Costello reveals that when he was writing the lyrics to "In the Darkest Place," he kept a reproduction of Albrecht Durer's Melancholia on his music stand. How marvelously depressive. (Durer, who didn't have Painted From Memory in his record collection, once wrote, "A boy who practices painting too much may be overcome by melancholy. He should learn to play string instruments and thus be distracted to cheer his blood.") "It's so beautiful," Costello says of the sixteenth-century engraving, which pictures a winged woman hunched in thought as a city populated by presumably peppier people glows in the distance. "It was both an inspiration and a warning. It was a warning that it mustn't be this far." And it was an apt choice, really, considering the picture's whole point is that creativity derives from sorrowful revery, that people who draw people are the gloomiest people in the world.
Let's hear it for the sad songs, the tragic laments, the minor key, the way Burt Bacharach can slip in a string section (and not necessarily the blood-cheering kind) and pull your heartstrings. Bacharach has a polite, if powerful, way of shushing things. You can almost picture him doing it, picture his hand cajoling the drummer down to softness. The popular impression is that his arrangements are baroque affairs, but actually they're the sparest of structures. The trumpet player on "In the Darkest Place" has all of about six notes written on his score, but what notes! Bacharach tacks a consoling two-note figure on to the end of the verses, as if to say, "There, there," when Costello's lonely guy lets him get a word in edgewise. The song has a coda in which Bacharach has added a whisper of background singers and strings that makes you feel as if the sun might come up after all.
Bacharach mentions a song on the album called "I Still Have That Other Girl," a heavy tune about a man's mental dallying — he still has that other girl in his head. Bacharach points out, "There's nothing that goes for the jugular on that song."

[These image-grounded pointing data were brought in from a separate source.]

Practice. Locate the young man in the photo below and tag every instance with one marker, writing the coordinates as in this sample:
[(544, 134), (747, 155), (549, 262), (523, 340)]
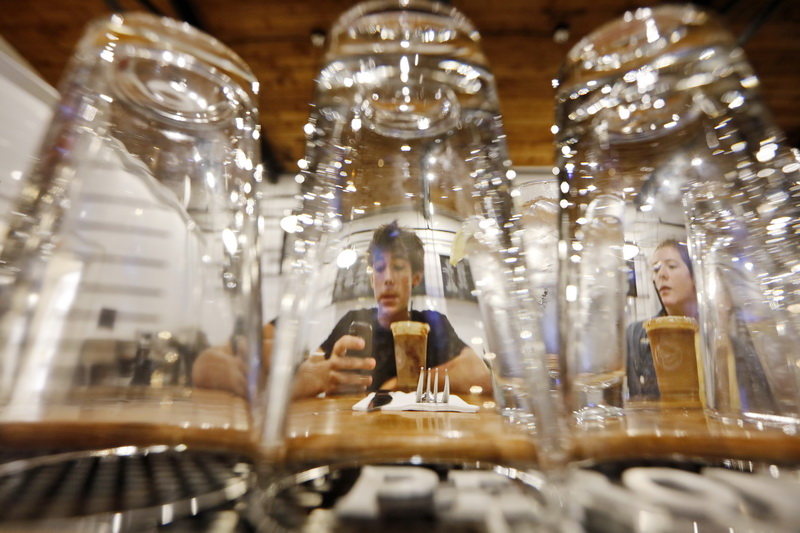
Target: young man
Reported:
[(395, 257)]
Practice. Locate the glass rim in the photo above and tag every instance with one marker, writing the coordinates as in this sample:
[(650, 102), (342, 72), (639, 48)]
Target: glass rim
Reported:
[(172, 35), (642, 34)]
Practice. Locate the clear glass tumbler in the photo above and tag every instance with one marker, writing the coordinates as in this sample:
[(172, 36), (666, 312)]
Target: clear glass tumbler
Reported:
[(130, 306), (406, 214), (673, 174)]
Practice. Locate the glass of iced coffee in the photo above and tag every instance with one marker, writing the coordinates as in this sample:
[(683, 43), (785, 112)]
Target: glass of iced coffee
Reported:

"Because it's a different kind of story," agrees Costello. "The guy's confessing an infidelity. When you're confessing something like that, it's all in a breath."
Costello says one of his goals for the stories he sings in Painted From Memory was "to keep them so that more people can understand them." His meanings have been known to be elusive, which is why he appeals to pop cryptographers. Part of the reason "Little Palaces" is my favorite is that I'm not all that positive what it's about. The royal family? Architectural criticism? This time around, he's shooting for the universality of the standards. "Lyrically," he says, the new songs are "not so quirky in the expression of feeling. But that doesn't make them any less felt. I think it's best for this particular music to not indulge myself in very secret language."
In wanting a wide appeal, does Elvis want to be more like Burt? Of the seventy-five Bacharach compositions on The Look of Love box, a whopping fifty-five of them made it onto some sort of chart. Fifty-five! Such a track record suggests he understands something about getting across to a lot of people and that he has a knack for picking fantastic collaborators.
But to be like Burt would involve talking a whole hell of a lot less. Surprisingly, that fits right in with Costello's plans. "My aim is to write no words in the distant future. I would like to become a good enough musician not to use words. Maybe I'll never get there, but it's better than having no ambition. To have an ambition that you maybe never fulfill makes you try harder."
Until then Costello seems content to talk about not wanting to talk. He says to Bacharach that Burt's reason for collaborating was "founded in musical understanding. Mine was done in lyrical understanding. And, really what we've done in writing together is make those two things join together on occasion. Driven by lyric, driven by music — "
"Hopefully, magically and successfully," pipes in Bacharach, finishing Costello's sentence. For once.